Its Osha root. That most powerful herb that finds itself in a category of herbs so wild that it refuses to be cultivated in the garden with any great degree of success. Osha asks that you let it be free to grow on its own, in the Aspen groves, laying under the snow in winter, and growing in the cool high mountain shade of summer. It asks that you get cold and dirty when you harvest it, well after the day temps have dropped and most plants have exchanged their greenery for the bare limbs of winter.
Osha as Medicine
Osha as a medicine is a powerful preventative for respiratory imbalances, like coughs, colds, flus, sore throats and other viral respiratory conditions. It has anti-viral, anti bacterial, anti fungal, and anti inflammatory properties making it a superb herb to have in your medicine chest. Taking it at the first sign of symptoms or as a preventative when you have been exposed to illness or your respiratory has been exposed to extreme cold windy weather.
A little bit goes a looooong way. If using you really only need one pea sized piece a day to obtain its medicine.
Osha Root Preparation
I have seen Osha added to tea and tinctures recipes. But I have found one of the best ways to use it is infused into honey. It is pretty magical that bears love honey and rocky mountain bears wake up from hibernation and eat osha. And osha and honey together have combine to make a synergistically potent medicine.
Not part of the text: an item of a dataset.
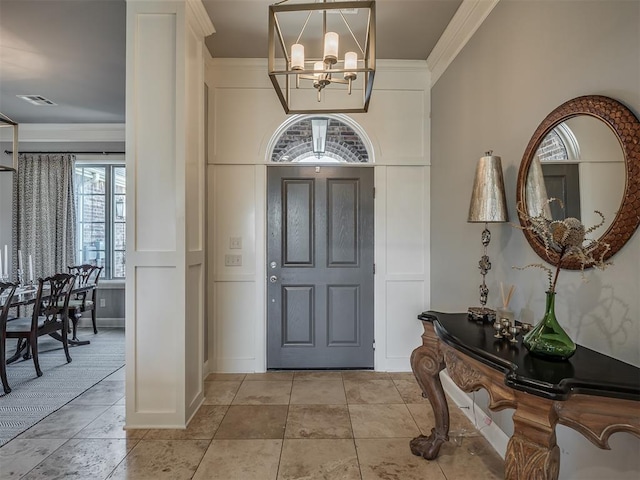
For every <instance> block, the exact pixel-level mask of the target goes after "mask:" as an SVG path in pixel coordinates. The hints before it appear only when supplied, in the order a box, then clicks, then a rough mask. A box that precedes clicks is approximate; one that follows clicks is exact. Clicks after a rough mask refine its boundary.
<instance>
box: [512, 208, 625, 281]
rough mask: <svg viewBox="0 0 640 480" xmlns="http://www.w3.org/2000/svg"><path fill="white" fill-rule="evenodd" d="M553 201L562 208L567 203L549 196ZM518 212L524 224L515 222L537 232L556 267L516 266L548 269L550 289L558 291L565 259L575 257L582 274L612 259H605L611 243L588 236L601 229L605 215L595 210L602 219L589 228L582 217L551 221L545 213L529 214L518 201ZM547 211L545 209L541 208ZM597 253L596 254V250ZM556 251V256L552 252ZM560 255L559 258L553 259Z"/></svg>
mask: <svg viewBox="0 0 640 480" xmlns="http://www.w3.org/2000/svg"><path fill="white" fill-rule="evenodd" d="M551 202H558V203H559V204H560V206H561V207H562V208H564V205H563V203H562V201H561V200H559V199H557V198H550V199H548V200H547V204H550V203H551ZM517 209H518V213H519V214H520V217H521V218H525V219H526V220H527V221H526V224H525V226H521V225H513V226H514V227H516V228H518V229H520V230H529V231H531V232H532V233H533V234H535V235H536V236H537V237H538V238H540V240H542V243H543V244H544V250H545V252H546V253H547V258H548V259H549V263H551V264H552V265H553V266H554V267H555V273H554V271H553V270H552V269H551V268H549V267H548V266H546V265H543V264H542V263H530V264H529V265H525V266H524V267H517V266H514V267H513V268H515V269H517V270H524V269H525V268H529V267H535V268H540V269H542V270H544V271H545V272H547V277H548V279H549V290H548V291H549V292H555V291H556V284H557V282H558V275H559V274H560V268H561V266H562V262H563V261H564V260H566V259H569V258H573V259H576V260H577V261H578V262H579V263H580V269H581V271H582V273H583V278H584V269H585V267H587V266H588V267H591V266H593V267H596V268H599V269H600V270H604V269H605V268H607V267H608V266H609V265H611V264H612V263H611V262H606V261H604V257H605V254H606V253H607V252H608V251H609V250H610V246H609V244H607V243H604V242H600V241H598V240H594V239H587V238H586V236H587V235H588V234H590V233H591V232H593V231H594V230H596V229H598V228H600V227H601V226H602V225H603V224H604V221H605V218H604V215H603V214H602V213H601V212H599V211H598V210H595V213H596V214H598V215H599V216H600V218H601V221H600V223H598V224H597V225H594V226H592V227H589V228H585V226H584V225H583V224H582V222H581V221H580V220H578V219H577V218H574V217H567V218H565V219H564V220H549V219H548V218H547V217H545V216H544V214H539V215H535V216H532V215H529V213H528V212H526V211H525V210H524V208H523V205H522V204H521V203H519V204H518V205H517ZM542 211H543V212H544V209H543V210H542ZM598 251H599V253H598V255H597V256H595V254H596V252H598ZM551 252H554V253H555V254H557V256H556V255H553V256H552V255H551V254H550V253H551ZM554 258H557V261H555V263H554V261H553V259H554Z"/></svg>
Animals always know.
Again if using Osha Honey, you really only need a small (1/4tsp) dose to get its medicine into your system.
Osha Root Honey
I don’t strain this honey. I prefer to use the honey with the bits of osha root in it. Sucking on them like a throat lozenge.
Take a 1/4tsp at first sign of symptoms or as a preventative.
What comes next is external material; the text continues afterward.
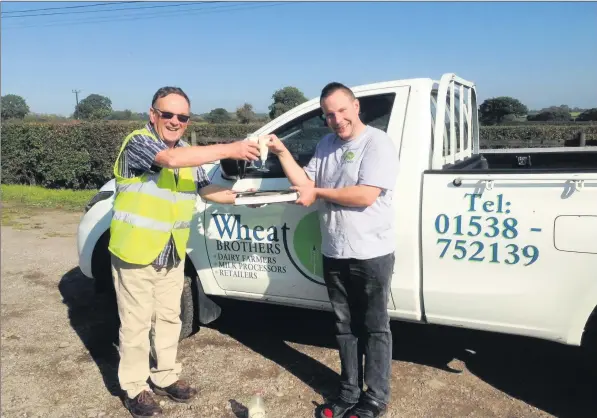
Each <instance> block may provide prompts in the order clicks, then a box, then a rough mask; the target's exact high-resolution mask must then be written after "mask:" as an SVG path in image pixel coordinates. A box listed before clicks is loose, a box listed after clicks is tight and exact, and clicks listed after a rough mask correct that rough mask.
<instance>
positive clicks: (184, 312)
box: [179, 275, 199, 341]
mask: <svg viewBox="0 0 597 418" xmlns="http://www.w3.org/2000/svg"><path fill="white" fill-rule="evenodd" d="M194 287H195V286H194V284H193V279H192V278H191V277H189V276H187V275H185V276H184V286H183V288H182V297H181V298H180V320H181V322H182V326H181V328H180V337H179V341H180V340H183V339H185V338H187V337H190V336H191V335H193V334H195V333H196V332H197V331H199V321H198V318H197V316H198V315H197V297H196V295H197V293H196V292H195V291H194V290H193V288H194Z"/></svg>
If you choose to harvest your own Osha root there are a couple things I would like to stress. One is you only need a small amount. The apothecary where I live will only sell you a one inch piece. An entire root structure from one plant would be enough for your family, friends, and neighbors for a couple winters. This is not an herb you take in large quantities.
And please follow wild harvesting guidelines. Do not harvest from public lands and please do not over harvest this precious plant.
Lastly please know before you harvest that Osha is very similar in looks to Poison Hemlock. The roots smell nothing alike but the tops of the flowering plants do resemble each other so please take a trained herbalist who can correctly identify Osha.Stay Healthy!